Nous avons été accompagnés par Angélique Gaudel-Vacaresse, chargée des projets scolaires du CNES, pour toute la partie pédagogique et communication du projet, et Alexis Jolion puis Alexandra Jaquemet, tous deux ingénieurs à Novespace, pour toute la partie technique et sécurité dans l’avion ZéroG. Sous leur houlette, il a fallu analyser tous les risques chimiques, électriques et mécaniques, puis trouver des solutions adaptées pour tout accrocher solidement, tout protéger, étanchéifier, cataloguer et peser, mais aussi vérifier l’âge des batteries de chaque appareil montant dans l’avion ! Un travail nécessitant une grande rigueur, très intéressant !

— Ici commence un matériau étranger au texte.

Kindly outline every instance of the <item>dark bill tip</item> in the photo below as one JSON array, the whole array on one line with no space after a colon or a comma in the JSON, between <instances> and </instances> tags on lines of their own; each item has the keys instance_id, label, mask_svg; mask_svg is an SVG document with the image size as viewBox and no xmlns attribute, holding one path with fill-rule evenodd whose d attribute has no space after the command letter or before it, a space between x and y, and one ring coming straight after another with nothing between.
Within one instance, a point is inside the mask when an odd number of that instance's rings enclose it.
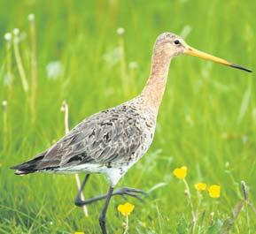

Les élèves ont également continué à réfléchir sur les expériences selon la démarche scientifique précédemment suivie :
ETAPE 3 : il a fallu optimiser les conditions pour avoir une reproductibilité maximale, par exemple pour l’expérience enzymatique, nous sommes partis d’une enzyme toute neuve, stockée dans les meilleures conditions, et pesée sur une balance de précision. Nous avons également utilisé le tampon spécifique de l’enzyme, pour une efficacité maximale. De plus, après de multiples tests quant à l’appareillage utilisé pour prendre la fréquence cardiaque, le choix s’est porté sur une ceinture pectorale associée à une montre connectée, qui permettait des mesures précises et reproductibles.
ETAPE 4 : nous avons réfléchi à la significativité des résultats : il était évident qu’il serait possible de faire éventuellement de nombreuses mesures en 1g, mais l’expérience dans l’avion ZéroG étant unique, il fallait organiser les expériences le plus précisément possible pour répéter au maximum chacune, tout en sachant que les résultats seraient informatifs, mais manqueraient des répétitions que nécessitent une expérience scientifique en tant que telle. Nous avons décidé de faire les expériences de vision sur les 2 volants afin d’en étudier la variabilité interpersonnelle.
A cette étape malheureusement, la crise sanitaire de la COVID est arrivée, et le vol prévu en mai 2020 a été reporté à une date ultérieure non définie. A la rentrée scolaire 2020, tout le groupe était dans l’incertitude. Nous avons continué à réfléchir sur nos expériences et à améliorer encore leur mise en œuvre, en partie en visioconférence, en suivant l’évolution de la situation. Cette période a été l’occasion de travailler sur les formats de communication scientifique, en étudiant un poster et un article scientifique, pour en sortir les grands principes d’organisation et pouvoir s’en inspirer pour la rédaction de supports de même type, une fois nos expériences terminées. Nous avons appris fin octobre 2020 que notre vol serait le 1er avril 2021 !
Début mars 2021, Anne, Michel et moi nous sommes rendus à Mérignac pour installer les expériences dans les châssis de l’avion, et toutes nos solutions trouvées pour sécuriser les expériences ont été définitivement validées par Novespace !
Malgré le confinement et la séparation du groupe due à l’alternance présentiel/distanciel dans le lycée, nous nous sommes organisés pour suivre les étapes suivantes de notre démarche scientifique.
ETAPE 5 : nous avons mené les expériences en pesanteur normale (condition 1) dans les mêmes conditions de temps et d’organisation que lors du vol, en utilisant notre châssis en bois pour placer les expériences. Les expériences de vision ont été faites également même si nous savions qu’il faudrait les refaire durant les phases de vol normal en 1g, car nous serions sous médicament anti-mal des transports et que nous nous attendions à une perturbation de nos fonctions suite à cette prise.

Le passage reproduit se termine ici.